Termination Shock(45)

Author:Neal Stephenson

“Then you must have other duties that are more challenging—more interesting!” Bo exclaimed, as if this were a fascinating new revelation. “But of course, it makes sense. Why else would you be here—looking at this?”

“The obvious reason. Climate change.”

“Very important in this part of America,” Bo said agreeably. “Louisiana. Texas too.” He was watching Willem carefully. “Its relevance to Houston, for example, could hardly be more obvious. Waco, on the other hand—I don’t see the connection.”

“I’ve heard of the place,” Willem allowed.

“You’ve rented a truck there!” Bo nodded at this rather large and undeniable piece of evidence. “Dodge Ram, license plate ZGL-4737.” He raised his tablet and snapped a picture.

“This tea is excellent. You brew it at eighty degrees Celsius, if I’m not mistaken.”

“It is the only proper way,” Bo said, and enjoyed a sip. “Why do you think we were not invited to this thing in Texas?”

“‘We’ meaning China?”

“Yes.”

“You’re asking me to read the mind of T.R. McHooligan?”
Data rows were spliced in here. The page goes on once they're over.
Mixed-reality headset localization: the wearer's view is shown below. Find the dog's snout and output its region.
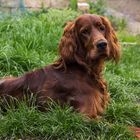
[96,41,107,50]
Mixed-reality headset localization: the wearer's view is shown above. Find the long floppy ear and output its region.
[59,22,77,62]
[101,16,120,62]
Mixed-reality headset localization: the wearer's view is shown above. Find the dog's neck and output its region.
[53,57,104,79]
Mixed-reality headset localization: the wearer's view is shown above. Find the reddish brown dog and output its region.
[0,14,120,118]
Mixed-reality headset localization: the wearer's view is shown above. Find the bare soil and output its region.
[106,0,140,22]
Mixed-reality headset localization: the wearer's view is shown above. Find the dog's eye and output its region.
[99,26,105,32]
[81,28,89,35]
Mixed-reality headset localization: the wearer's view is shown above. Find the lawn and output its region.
[0,10,140,140]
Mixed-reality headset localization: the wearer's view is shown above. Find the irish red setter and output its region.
[0,14,120,118]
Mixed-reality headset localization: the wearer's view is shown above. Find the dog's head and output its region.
[59,14,120,67]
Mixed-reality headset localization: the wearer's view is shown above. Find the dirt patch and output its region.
[106,0,140,22]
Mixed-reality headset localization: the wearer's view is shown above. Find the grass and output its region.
[0,10,140,140]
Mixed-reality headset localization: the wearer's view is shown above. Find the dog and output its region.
[0,14,120,118]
“As a mere social secretary I thought you might have some exceptional powers in that area.”

“You must have been a teenager once.”

“Of course.”

“When you didn’t invite a girl on a date, what was she to conclude?”

Bo shrugged. “That I didn’t fancy her?”

“Or that you didn’t know whether she would accept the invitation. She might turn you down—with the attendant loss of face.”

“So if China wishes to be invited to such events in the future, she needs to flirt with T.R. McHooligan? To make him feel more confident?”

“I am merely speculating as to the man’s possible motives. I have never even met him.”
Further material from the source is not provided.